Actualmente há farmacêuticos a ser contratados por “700 a 800” euros e acabaram-se os trespasses milionários. “Agora fazem-se transacções por menos de metade da facturação anual, quando antes a média era duas vezes a facturação”, explica Paulo Duarte.
“O negócio nunca mais vai ser o que era. Andámos para trás 20 anos. O que é mais grave é que há muitas farmácias insolventes, estão totalmente na mão dos bancos”, resume Aranda da Silva, ex-bastonário da Ordem dos Farmacêuticos e antigo presidente do Infarmed. O que vai acontecer, vaticina, é que enquanto algumas vão fechar, “outras terão que baixar a qualidade”.
Quanto aos excessos do passado, admite que “algumas farmácias eram um negócio da China e havia ostentação de riqueza”, mas frisa que essas não passavam de excepções: “A farmácia média era um negócio equilibrado”.
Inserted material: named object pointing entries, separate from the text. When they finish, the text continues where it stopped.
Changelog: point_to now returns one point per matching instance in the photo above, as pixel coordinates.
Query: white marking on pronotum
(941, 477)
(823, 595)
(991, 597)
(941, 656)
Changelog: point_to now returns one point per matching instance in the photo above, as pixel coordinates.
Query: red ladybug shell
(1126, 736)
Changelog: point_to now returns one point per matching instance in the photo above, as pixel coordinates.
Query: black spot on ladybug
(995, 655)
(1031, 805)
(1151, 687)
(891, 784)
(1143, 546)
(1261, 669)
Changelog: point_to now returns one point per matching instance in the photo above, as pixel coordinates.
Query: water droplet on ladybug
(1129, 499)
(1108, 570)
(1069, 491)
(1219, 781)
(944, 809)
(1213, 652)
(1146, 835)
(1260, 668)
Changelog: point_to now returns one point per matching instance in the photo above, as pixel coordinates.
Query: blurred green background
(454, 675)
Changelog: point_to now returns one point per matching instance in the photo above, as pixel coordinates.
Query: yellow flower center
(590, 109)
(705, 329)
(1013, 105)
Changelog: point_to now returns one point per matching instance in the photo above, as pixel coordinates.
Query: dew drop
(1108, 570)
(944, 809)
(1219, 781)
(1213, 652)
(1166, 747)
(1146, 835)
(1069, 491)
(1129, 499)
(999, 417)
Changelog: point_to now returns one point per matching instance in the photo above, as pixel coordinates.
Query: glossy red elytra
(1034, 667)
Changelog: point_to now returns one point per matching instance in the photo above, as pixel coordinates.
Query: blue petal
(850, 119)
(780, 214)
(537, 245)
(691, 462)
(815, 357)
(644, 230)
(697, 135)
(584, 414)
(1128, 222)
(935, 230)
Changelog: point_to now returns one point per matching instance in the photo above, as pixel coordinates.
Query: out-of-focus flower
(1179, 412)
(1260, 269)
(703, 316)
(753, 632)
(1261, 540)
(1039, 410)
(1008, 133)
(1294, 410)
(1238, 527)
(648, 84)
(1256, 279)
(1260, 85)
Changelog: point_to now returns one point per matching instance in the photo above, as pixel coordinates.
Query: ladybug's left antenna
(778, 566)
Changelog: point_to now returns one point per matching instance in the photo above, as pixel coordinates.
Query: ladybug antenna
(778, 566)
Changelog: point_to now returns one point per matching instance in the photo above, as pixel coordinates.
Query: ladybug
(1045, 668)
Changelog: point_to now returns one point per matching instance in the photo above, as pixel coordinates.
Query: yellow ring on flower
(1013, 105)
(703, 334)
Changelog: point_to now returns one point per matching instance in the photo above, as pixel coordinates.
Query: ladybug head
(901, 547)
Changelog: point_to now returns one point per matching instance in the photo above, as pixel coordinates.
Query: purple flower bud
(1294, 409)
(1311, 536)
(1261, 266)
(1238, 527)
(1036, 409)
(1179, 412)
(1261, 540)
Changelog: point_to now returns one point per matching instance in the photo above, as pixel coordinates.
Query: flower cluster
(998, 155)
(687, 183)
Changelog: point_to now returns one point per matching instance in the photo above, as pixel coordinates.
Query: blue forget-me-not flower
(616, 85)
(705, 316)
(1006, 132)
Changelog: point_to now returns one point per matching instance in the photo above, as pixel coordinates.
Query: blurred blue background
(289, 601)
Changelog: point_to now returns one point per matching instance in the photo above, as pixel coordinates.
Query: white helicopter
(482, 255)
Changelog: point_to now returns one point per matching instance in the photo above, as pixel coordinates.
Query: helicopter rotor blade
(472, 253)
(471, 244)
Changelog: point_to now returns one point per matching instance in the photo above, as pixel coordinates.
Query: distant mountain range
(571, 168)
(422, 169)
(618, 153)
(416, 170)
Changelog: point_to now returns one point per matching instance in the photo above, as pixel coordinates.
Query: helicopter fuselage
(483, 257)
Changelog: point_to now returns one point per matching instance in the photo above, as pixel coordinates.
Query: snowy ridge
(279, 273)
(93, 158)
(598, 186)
Quem continua a não acreditar que a situação seja tão negra quanto a pintam é Jorge de Sá Peliteiro, que em 2012, através do seu blogue Impressões de um Boticário de Província, se propôs comprar uma farmácia por 250 mil euros no triângulo Porto-Viana-Famalicão. Não houve propostas.
“Não há dúvida de que a rentabilidade das farmácias desceu muito. Mas daí a dizer que as farmácias estão de luto e que vão fechar 600 [como fizeram os responsáveis da ANF] vai uma grande diferença. As que foram compradas por grandes valores estão em situação financeira difícil, agora as que nunca se meteram em loucuras continuam a ter capacidade de sobreviver”, assegura Jorge Peliteiro, para quem os preços “ainda estão muito elevados”, rondam “uma vez a 1,2 da facturação anual, quando antes chegavam a três vezes”. “Um negócio que está na falência devia ser mais barato”, remata.
Algo que também era impensável num passado recente e que nos últimos anos se tornou comum é o desemprego na classe. Por ano saem das faculdades cerca de 900 farmacêuticos, há muitos no desemprego e cada vez há mais jovens a pedir à Ordem dos Farmacêuticos a documentação necessária para poder emigrar.
“Aliviada por ter virado uma página complicada”, Manuela Teixeira agora só quer esquecer o passado. Mas avisa: “Se as farmácias começarem a fechar em massa, o povo não vai ter onde comprar medicamentos”.